Do., 14.02.2019

Flüchtlingsunterbringung: Stadt Gütersloh muss weiteren Wohnraum schaffen 250 Plätze fallen weg

In der Holzheide sollen neue Flüchtlingsunterkünfte als Holzrahmenkonstruktion in Passivhausbausweise entstehen.

In der Holzheide sollen neue Flüchtlingsunterkünfte als Holzrahmenkonstruktion in Passivhausbausweise entstehen. Foto: Wolfgang Wotke

Von Michael Delker

Gütersloh (WB). 877 Menschen leben derzeit in städtischen Flüchtlingsunterkünften. Bis zum Sommer 2020 fallen 250 Plätze weg. Die Stadt will deshalb unter die Bauherren gehen. Als Standort hat sie sich die Holzheide ausgeguckt.

Der Handlungsdruck entsteht, weil das ehemalige Altenheim an der Kaiserstraße (50 Plätze) Ende 2019 als Flüchtlingsunterkunft aufgelöst wird. Das Gebäude soll verkauft und zu einem Wohnheim für Fachhochschul-Studenten umgebaut werden. Weitere 200 Plätze gehen verloren, weil die Unterkünfte in der Parseval-Siedlung bis Sommer 2020 wegen der geplanten Gewerbegebietsentwicklung geräumt werden müssen.

Um Ersatz zu schaffen, will sich die Stadtverwaltung nochmals verstärkt auf die Suche nach Mietwohnraum machen und im südlichen Teil der Holzheide zwei neue Häuser entstehen lassen. Die beiden zweigeschossigen Bauten sollen als Holzrahmenkonstruktion in Passivhausbauweise baugleich zu den bereits dort stehenden Gebäuden errichtet werden.

Gebäude bieten 60 Geflüchteten Platz

»Sie sind für eine Maximalbelegung mit 60 Geflüchteten ausgerichtet und haben sich durch ihre Größe und abgeschlossene Struktur aus Ein- und Zweizimmerapartments als Unterkunft bewährt«, erklärt Stadtbaurätin Nina Herrling in einer Vorlage für den am 21. Februar tagenden Ausschuss für Immobilienwesen. Die Gebäude könnten an die vorhandene Heizzentrale angeschlossen werden.

Die Form der Kleinapartments sei darüber hinaus eine auch auf Dauer nachgefragte Wohnform. Durch die baugleiche Ausführung könne die Zeit für Planung und Vorbereitung der Ausschreibung wesentlich verkürzt werden. Damit sei es möglich, in vergleichbar kurzer Zeit zumindest einen Teil des dringend erforderlichen Gesamtbedarfs sicher zu schaffen.

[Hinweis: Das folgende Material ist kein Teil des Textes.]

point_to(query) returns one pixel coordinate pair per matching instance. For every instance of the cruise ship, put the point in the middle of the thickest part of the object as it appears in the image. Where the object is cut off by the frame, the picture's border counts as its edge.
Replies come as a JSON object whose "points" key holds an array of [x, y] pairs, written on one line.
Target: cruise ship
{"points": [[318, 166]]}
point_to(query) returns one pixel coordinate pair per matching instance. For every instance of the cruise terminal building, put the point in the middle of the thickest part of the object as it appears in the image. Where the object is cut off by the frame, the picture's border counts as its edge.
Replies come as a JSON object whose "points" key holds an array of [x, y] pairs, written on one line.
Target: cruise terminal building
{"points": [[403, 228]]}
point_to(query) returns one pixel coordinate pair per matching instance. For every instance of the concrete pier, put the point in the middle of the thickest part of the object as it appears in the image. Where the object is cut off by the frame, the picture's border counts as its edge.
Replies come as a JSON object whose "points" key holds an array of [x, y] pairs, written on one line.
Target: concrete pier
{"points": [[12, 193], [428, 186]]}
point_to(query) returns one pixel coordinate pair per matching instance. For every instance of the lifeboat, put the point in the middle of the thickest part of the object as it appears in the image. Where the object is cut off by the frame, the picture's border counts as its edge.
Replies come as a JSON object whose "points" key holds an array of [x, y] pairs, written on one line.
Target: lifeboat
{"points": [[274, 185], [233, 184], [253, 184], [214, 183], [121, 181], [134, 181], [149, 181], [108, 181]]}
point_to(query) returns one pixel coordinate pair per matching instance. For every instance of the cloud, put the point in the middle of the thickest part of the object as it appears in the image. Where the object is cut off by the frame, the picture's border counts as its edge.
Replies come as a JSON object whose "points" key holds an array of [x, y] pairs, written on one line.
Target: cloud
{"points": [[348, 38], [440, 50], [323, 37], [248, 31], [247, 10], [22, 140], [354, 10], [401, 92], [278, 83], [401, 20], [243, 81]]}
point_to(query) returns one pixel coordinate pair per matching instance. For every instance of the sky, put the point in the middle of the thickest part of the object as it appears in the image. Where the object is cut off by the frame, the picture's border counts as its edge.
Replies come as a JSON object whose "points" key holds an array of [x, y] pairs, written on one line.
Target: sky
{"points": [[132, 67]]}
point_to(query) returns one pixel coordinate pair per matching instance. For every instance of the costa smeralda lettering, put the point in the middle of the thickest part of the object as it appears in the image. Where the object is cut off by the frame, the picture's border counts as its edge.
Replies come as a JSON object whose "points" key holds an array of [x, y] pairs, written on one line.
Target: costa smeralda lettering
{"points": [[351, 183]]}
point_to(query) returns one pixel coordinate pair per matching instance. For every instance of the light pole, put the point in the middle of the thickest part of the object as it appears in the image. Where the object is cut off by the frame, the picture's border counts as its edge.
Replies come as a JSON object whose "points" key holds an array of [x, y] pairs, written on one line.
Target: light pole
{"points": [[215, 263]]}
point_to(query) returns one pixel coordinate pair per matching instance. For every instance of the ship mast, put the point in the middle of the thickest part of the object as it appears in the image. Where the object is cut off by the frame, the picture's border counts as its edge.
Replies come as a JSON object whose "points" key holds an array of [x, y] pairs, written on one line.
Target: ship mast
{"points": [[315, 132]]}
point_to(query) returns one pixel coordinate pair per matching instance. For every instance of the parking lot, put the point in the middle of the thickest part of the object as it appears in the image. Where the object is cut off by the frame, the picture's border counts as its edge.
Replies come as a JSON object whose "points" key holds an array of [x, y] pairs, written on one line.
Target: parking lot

Kostengünstiger Wohnraum ist kaum zu finden

Von den 877 Menschen in städtischen Flüchtlingsunterkünften sind 52,7 Prozent bleibeberechtigt. Das bedeutet, dass 427 Nutzer der Flüchtlingsunterkünfte eigentlich in privaten Wohnraum ziehen könnten und sollten. Hier liegt für die Stadt der Knackpunkt: Der Umzug in private Mietwohnungen findet nicht oder nur sehr eingeschränkt statt, weil entsprechend kostengünstiger Wohnraum in Gütersloh kaum zu finden ist.

»Es ist zur Zeit nicht davon auszugehen, dass die Zahl der in städtischen Unterkünften lebenden Menschen demnächst signifikant sinken wird«, so Herrling in der Vorlage. Die Stadt bleibe, wenn auch in geringerem Maße, bis auf weiteres aufnahmepflichtig.